As he created the business, he found more and more researchers in need of his laser-driven tomography as they analyzed genetic differences in plants, animals, and even human data. “You’d typically have to do huge volumes of samples to see trends emerge because of errors and uncertainties with current methods,” Hall says. “Not only can that be inefficient and slow, but there can be a lot of error-induced noise in the process when it’s done by hand.”
LATscan offered samples that were perfect, clean, and “super fast,” but Hall knew he needed to make researchers aware of the company. “Every so often, other startups in our building would push their equipment down the hall because they were packing it in. And I just kept thinking we were next.”
Fate and sweat equity = a contract with a multi-billion-dollar ag company
Fate and sweat equity intervened: within a year, they had a contract with a multi-billion-dollar agriculture company.
“The more we did, the better we got,” Hall says. Over the next few years, he worked with Penn State talent to create an AI program that did image analysis of 3-D models. And after that, the company got a contract to build and deliver their first customer-operated LATscan machine to the University of Nottingham in the UK.
That sale prompted them to focus on creating commercial LATscan machines for research facilities (naturally Penn State got one right away). And even though Hall says that the pandemic served up their “worst year ever,” 2021 brought an increase in demand as researchers realized the depth of data that they could study with their equipment. “Some people are changing their PhDs midstream based on the information they are getting from this analysis,” Hall says.

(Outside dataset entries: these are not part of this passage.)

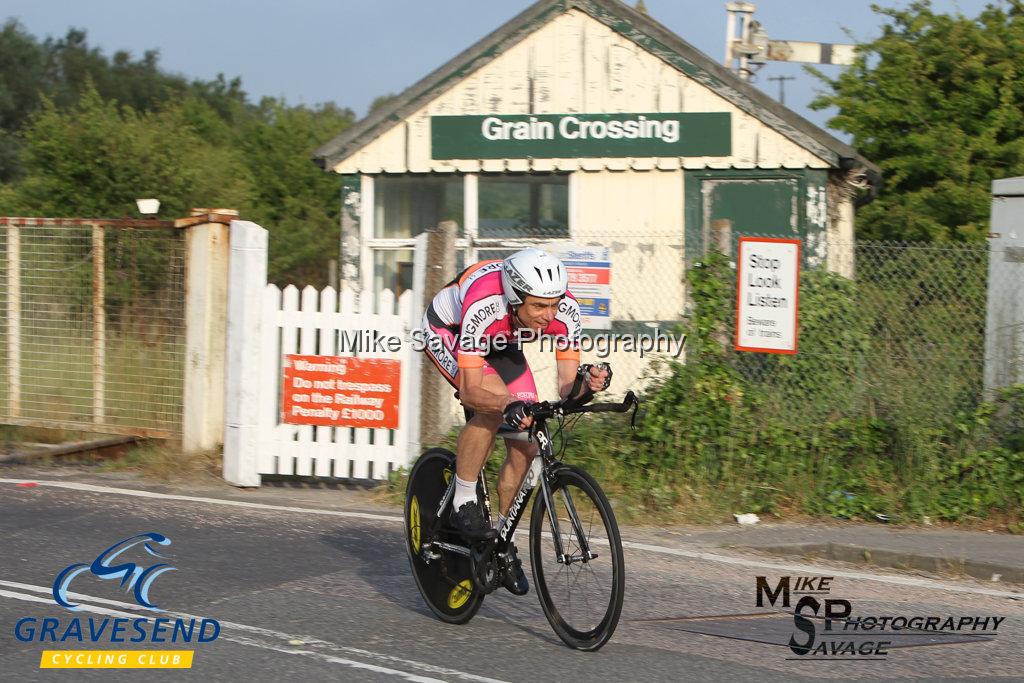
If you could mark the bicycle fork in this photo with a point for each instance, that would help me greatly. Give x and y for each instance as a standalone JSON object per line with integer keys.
{"x": 585, "y": 554}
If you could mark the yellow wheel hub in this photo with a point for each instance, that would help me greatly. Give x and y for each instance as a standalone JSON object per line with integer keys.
{"x": 414, "y": 524}
{"x": 460, "y": 594}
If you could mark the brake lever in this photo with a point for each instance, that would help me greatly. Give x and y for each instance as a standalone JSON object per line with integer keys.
{"x": 632, "y": 398}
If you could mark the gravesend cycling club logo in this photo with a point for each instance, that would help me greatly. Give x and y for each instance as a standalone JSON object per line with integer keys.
{"x": 825, "y": 628}
{"x": 134, "y": 563}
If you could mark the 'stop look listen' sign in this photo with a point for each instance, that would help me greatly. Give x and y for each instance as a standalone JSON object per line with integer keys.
{"x": 581, "y": 135}
{"x": 767, "y": 295}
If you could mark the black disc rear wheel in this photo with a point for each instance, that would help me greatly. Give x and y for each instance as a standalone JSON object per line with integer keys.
{"x": 582, "y": 597}
{"x": 445, "y": 582}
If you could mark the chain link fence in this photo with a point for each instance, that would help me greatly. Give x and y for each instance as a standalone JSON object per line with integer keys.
{"x": 904, "y": 335}
{"x": 94, "y": 325}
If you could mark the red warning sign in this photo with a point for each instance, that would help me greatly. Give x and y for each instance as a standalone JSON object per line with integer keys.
{"x": 335, "y": 391}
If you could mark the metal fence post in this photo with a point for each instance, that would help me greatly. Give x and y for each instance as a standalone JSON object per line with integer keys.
{"x": 206, "y": 327}
{"x": 245, "y": 336}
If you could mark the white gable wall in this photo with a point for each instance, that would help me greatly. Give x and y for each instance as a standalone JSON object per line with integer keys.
{"x": 578, "y": 65}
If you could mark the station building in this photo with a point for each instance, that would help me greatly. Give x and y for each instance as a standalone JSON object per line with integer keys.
{"x": 585, "y": 123}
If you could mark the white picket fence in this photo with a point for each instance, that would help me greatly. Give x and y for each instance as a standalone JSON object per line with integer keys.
{"x": 264, "y": 325}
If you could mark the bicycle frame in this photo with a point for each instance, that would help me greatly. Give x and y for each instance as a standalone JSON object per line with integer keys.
{"x": 539, "y": 472}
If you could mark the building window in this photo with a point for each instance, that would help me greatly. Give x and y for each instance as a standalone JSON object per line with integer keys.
{"x": 497, "y": 214}
{"x": 393, "y": 270}
{"x": 407, "y": 205}
{"x": 517, "y": 206}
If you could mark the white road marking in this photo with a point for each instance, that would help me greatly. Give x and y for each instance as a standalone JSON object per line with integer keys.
{"x": 243, "y": 640}
{"x": 73, "y": 485}
{"x": 804, "y": 568}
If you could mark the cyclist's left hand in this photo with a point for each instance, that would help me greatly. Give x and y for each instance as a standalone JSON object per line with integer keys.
{"x": 599, "y": 377}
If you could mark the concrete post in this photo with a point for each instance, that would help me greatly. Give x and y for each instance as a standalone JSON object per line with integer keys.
{"x": 1005, "y": 324}
{"x": 245, "y": 337}
{"x": 206, "y": 327}
{"x": 434, "y": 390}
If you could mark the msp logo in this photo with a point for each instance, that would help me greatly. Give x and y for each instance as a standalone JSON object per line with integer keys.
{"x": 825, "y": 630}
{"x": 137, "y": 577}
{"x": 132, "y": 575}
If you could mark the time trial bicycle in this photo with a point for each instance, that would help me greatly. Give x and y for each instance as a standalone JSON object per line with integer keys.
{"x": 574, "y": 548}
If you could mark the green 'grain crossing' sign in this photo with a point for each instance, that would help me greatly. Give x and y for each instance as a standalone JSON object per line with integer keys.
{"x": 581, "y": 135}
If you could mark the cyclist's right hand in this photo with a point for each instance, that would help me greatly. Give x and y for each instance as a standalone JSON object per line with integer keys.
{"x": 517, "y": 415}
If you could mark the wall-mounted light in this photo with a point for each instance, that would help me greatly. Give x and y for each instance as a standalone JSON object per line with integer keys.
{"x": 148, "y": 206}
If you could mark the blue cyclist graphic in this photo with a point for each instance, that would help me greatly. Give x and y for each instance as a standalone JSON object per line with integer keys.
{"x": 133, "y": 577}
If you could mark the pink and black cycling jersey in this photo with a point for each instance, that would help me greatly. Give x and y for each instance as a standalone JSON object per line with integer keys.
{"x": 471, "y": 319}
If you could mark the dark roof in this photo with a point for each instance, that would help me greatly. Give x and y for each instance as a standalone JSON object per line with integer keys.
{"x": 635, "y": 26}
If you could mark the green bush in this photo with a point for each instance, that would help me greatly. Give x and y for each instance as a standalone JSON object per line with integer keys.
{"x": 832, "y": 430}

L4IS is growing again in 2022. In addition to keeping the lab in Happy Valley, Hall and his wife are moving to Seattle to join its biomedical business ecosystem and keep pushing the envelope on both sides of the country.
He says it’s a move that never could have happened without support from Penn State, Innovation Park, and Ben Franklin. “It’s really awesome, fertile ground for a startup,” he says. Hall also credits his co-inventor, advisor, and mentor Dr. Reutzel. “Ted is the single most important positive influence in my entire life,” he says.